Creating financial models is always a bit of gamble amid lines of spreadsheet formulas. For managers who don’t come from a financial background, the exercise can seem daunting from a distance.

The good news: many risk professionals have trod this path before you. Learning to use standard modeling tools and to account for uncertainty in your projections will pay dividends far into your career

Plan to run your numbers through at least three formulas. The calculations are named Net Present Value, Internal Rate of Return, and Payback Method.

### (NPV) Net Present Value

Net present value (NPV) compares the amount you’ll invest today with the *current* value of the *future* cash receipts from your investment. Remember, a dollar spent today is worth more than a dollar spent or earned next year, because inflation erodes the value of money over time.

Calculating the NPV of an investment helps you and your board decide which investments are worth doing. An investment needs, at minimum, a *positive* net present value to be worth the expense. So not only must a project that costs $100 today return $100 at some point in the future; it must return $100 plus whatever value has eroded over that time.

To figure NPV, start with the amount of the initial investment and the cash flow it will produce (either in added profits or reduced costs). Say you want to pay $100,000 for a four-year subscription to a due diligence service. It will save $30,000 each year since you can cancel other providers.

So far, so good. Next you need to know the discount rate your board applies for investments: the rate at which the value of a dollar erodes. Discount rates vary by industry and company, and usually they are somewhere near the company’s cost of capital — what the company pays to borrow money. Your corporate finance department can give you a good discount rate to use.

In our example above, let’s say the discount rate is 10 percent. Take that rate, the $100,000 investment, and the $30,000 in annual savings, and enter them into one of Excel’s NPV formulas or an online calculator. You’ll find that after four years this investment produces a net present value of *negative* $4,904. That means it is a no-go.

What then? You could try to negotiate the price of the subscription. Start by entering different projections into your NPV calculator, to see what works for you. For example, bargaining the vendor down to $90,000 leads to a positive NPV of $5,096 after four years. The board will like that better.

### (IRR) Internal Rate of Return

Internal rate of return (IRR) shows the interest rate produced by an investment with payments and income occurring at regular intervals. IRR lets you compare your proposed investment to the desired rate of return, and compare different investments.

You can figure IRR with various Excel formulas and calculators. The inputs are tricky, because you need to estimate the initial investment as well as the annual discounted future cash flows. If you don’t have much experience with corporate finance and modeling, you may want to enlist the help of someone in the finance or accounting departments.

IRR should exceed the minimum corporate return rate — also called the hurdle rate — if you expect to sell the idea to your board.
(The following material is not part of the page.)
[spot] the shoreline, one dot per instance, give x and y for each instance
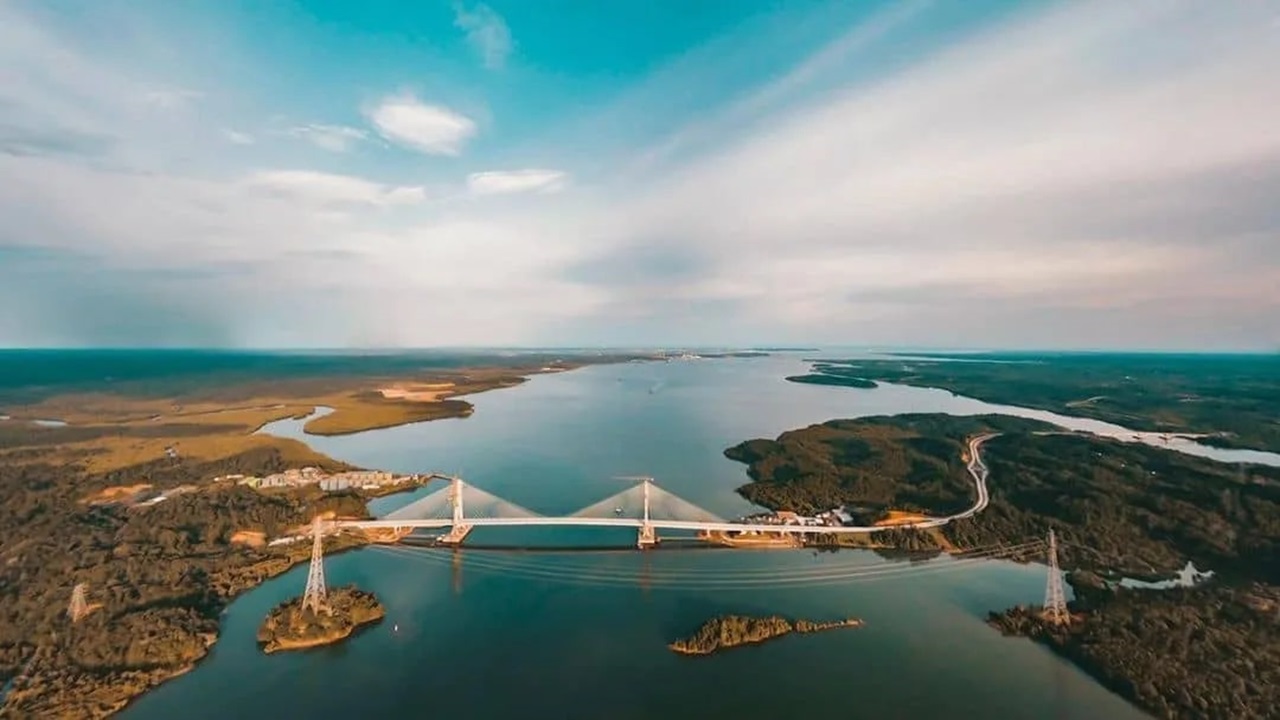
(137, 683)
For example, say you want a $500,000 computer system to manage risk. Each year it should produce $160,000 in profits or savings. After four years, it will be obsolete and sold at salvage for $50,000. If you discount the cash impact every year with a hurdle rate of 8 percent, you’ll realize $141,247 the first year, declining to $26,808 (the discounted $50,000 salvage price) the fifth year.

This produces an IRR of 13 percent. That’s above the hurdle rate of 8 percent, so the idea is a positive one you can pitch to the board. You can also compare that 13 percent IRR to other investments to see which one is best.

IRR is not foolproof. A small investment with a high IRR can be less worthwhile than a bigger investment with a lower IRR, because the larger project saves more dollars. Also consider your company’s special needs, risk tolerance and other options; your board may ask about them.

### Payback Period Analysis

Payback period analysis (also commonly known as the payback method) tells you how many years an investment will need to pay for itself. The payback period can be determined with any standard calculator: just divide net annual cash inflow by the required investment.

Say you want $20,000 for an online training system. In 10 years it will be obsolete, with zero salvage value. Each year you use it, you’ll save an estimated $10,000 in travel costs. Dividing $20,000 by $10,000 gives 2. That is the payback period in years.

Payback period analysis is harder with more complex situations, such as investments that keep producing cash flows after the investment’s useful life. It’s good for comparing projects with varying payback periods, especially when money is tight. Your board may also have a maximum allowable payback period. You’ll want to know this before making your pitch.